My quick impression of the site is that it's aiming for content that millennials want baby boomers to think they read, rather than what they actually want to consume (at least regularly). I mean, the website has a "Sex & Life" section that is in no way particularly sexy. 

It's like content that exists for when your mom comes into your room at night and you quickly scurry to switch the tabs on your iPad. 

"Are you reading that silly BuzzFeed or that vulgar Vice again? That stuff will rot your brain, you know, " she says. 

"No, mama, I'm reading Fusion, the thoughtful multimedia content producer for responsible young millennials like me," you lie. 

She leaves, and then you quickly swipe back to continue watching a BuzzFeed video titled "A Straight Girl's Adventures With Eating Ass." 

Quick aside: I Googled the phrase "ass eating" on Fusion, and this is what came up.

Candice Bergen! Way to keep it millennial-relevant. Go ahead and Google "eating ass" for any other youth-focused news site and see the filth that comes up. Not that rim job articles alone will keep Fusion afloat, but I digress.

Fusion continues on undeterred in the wake of the bad press. 

“I have nothing to worry about,” Lee told the New York Times. “I know exactly what I am doing. I know that we don’t know everything, but we are running the best possible process to figure it out. This is a marathon.”

“It’s going to be a big success,” added Ben Sherwood, president of the ABC/Disney Television Group. “You have to take the long view when you’re building a multiplatform service.” 

Alexis Madrigal, the website's editor in chief, took a similar long-view stance when tweeting about the Gawker leak. 
The network has all sorts of new ideas across all different platforms.
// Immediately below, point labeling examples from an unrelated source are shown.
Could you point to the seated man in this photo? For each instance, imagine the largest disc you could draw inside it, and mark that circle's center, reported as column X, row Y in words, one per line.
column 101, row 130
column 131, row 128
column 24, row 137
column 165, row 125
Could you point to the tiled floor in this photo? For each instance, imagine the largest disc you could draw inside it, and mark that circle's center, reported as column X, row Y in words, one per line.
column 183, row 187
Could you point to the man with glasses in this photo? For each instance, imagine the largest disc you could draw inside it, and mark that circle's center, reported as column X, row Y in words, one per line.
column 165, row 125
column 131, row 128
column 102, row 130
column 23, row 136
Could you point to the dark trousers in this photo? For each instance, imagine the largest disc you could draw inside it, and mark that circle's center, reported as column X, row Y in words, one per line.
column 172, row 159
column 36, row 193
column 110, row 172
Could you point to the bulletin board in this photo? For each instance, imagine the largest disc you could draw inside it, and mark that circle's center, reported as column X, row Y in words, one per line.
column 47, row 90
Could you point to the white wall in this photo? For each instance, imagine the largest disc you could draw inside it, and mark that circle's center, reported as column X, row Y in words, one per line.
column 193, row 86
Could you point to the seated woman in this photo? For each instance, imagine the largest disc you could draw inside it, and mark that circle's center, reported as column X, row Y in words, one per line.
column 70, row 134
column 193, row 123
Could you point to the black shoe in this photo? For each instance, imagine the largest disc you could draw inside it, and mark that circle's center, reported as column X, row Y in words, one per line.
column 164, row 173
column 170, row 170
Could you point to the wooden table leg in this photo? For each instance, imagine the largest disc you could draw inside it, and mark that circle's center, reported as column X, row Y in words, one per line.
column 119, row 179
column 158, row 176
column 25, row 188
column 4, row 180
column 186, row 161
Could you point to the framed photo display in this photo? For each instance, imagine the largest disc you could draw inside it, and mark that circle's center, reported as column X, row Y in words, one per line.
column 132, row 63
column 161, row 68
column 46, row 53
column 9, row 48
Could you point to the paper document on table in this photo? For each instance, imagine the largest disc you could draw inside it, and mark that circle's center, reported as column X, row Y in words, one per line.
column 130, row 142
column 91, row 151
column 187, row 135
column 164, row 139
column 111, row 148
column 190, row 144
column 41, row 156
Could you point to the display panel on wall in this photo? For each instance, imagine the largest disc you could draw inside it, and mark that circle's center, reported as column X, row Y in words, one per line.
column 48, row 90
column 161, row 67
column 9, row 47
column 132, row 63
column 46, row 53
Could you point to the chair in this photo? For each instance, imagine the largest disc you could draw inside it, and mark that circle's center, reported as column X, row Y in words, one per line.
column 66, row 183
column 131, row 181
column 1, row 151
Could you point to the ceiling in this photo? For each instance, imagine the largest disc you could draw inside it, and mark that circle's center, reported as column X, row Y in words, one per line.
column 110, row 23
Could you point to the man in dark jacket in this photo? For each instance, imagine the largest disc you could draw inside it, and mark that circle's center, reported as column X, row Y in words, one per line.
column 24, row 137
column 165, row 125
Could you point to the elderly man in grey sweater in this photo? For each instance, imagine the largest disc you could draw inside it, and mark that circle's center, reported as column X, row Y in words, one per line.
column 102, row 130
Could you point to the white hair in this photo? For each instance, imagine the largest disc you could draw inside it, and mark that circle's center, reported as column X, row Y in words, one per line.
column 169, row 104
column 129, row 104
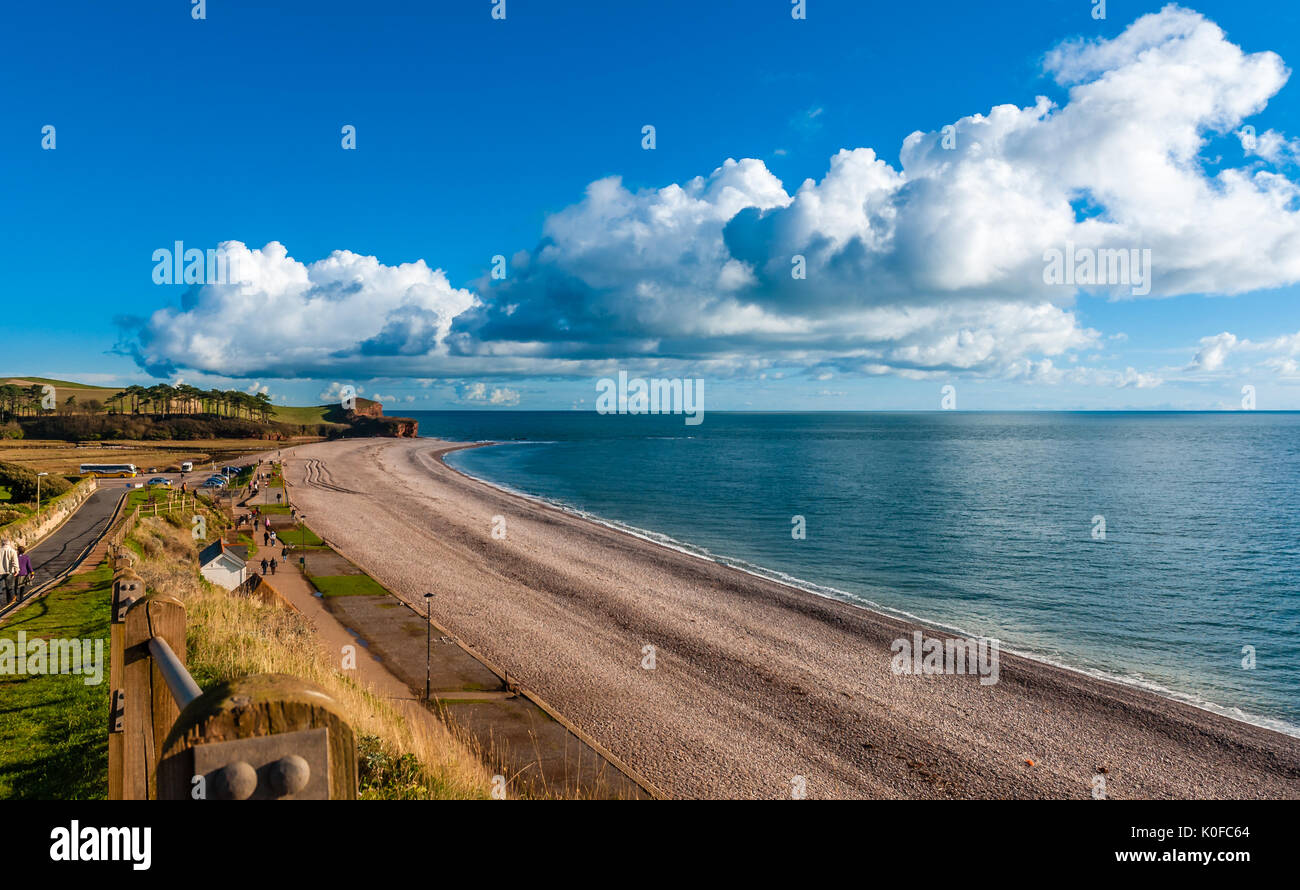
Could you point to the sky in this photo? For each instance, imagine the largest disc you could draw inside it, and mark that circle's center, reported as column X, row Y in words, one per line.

It recently added a TV simulcast of The Dan Le Batard Show With Stugotz (yes, they're filming the local AM radio show) and cult hit The Chris Gethard Show (which used to air on Manhattan public access) to its lineup. Just yesterday, they announced the launch of a comedy-focused YouTube channel (the first video: "What if the Smurfs Were Hipsters?"). It will begin streaming videos on Spotify soon. It's producing a mini-documentary about Sofia Vergara, which will be released on SnapChat. Plus, Disney recently decided to shuttle $30 million more to Fusion. 

Of course, any new venture should master a few things it does well and then consistently do them before expanding. Similar young media enterprises have done that. Gawker Media honed its signature anti-insider snark on media gossip and gadgets before expanding it across verticals. Vice was for years a cult magazine that most people picked up just for the "Dos and Don'ts" column before becoming the massive news organization it is now. BuzzFeed gained an audience through its listicles before it segued into longform, video, and news reporting. 

Fusion does a lot of good stuff, but right now, it's not doing any one thing well enough and often enough to attract much of an audience. After 19 months, that should be something of a concern.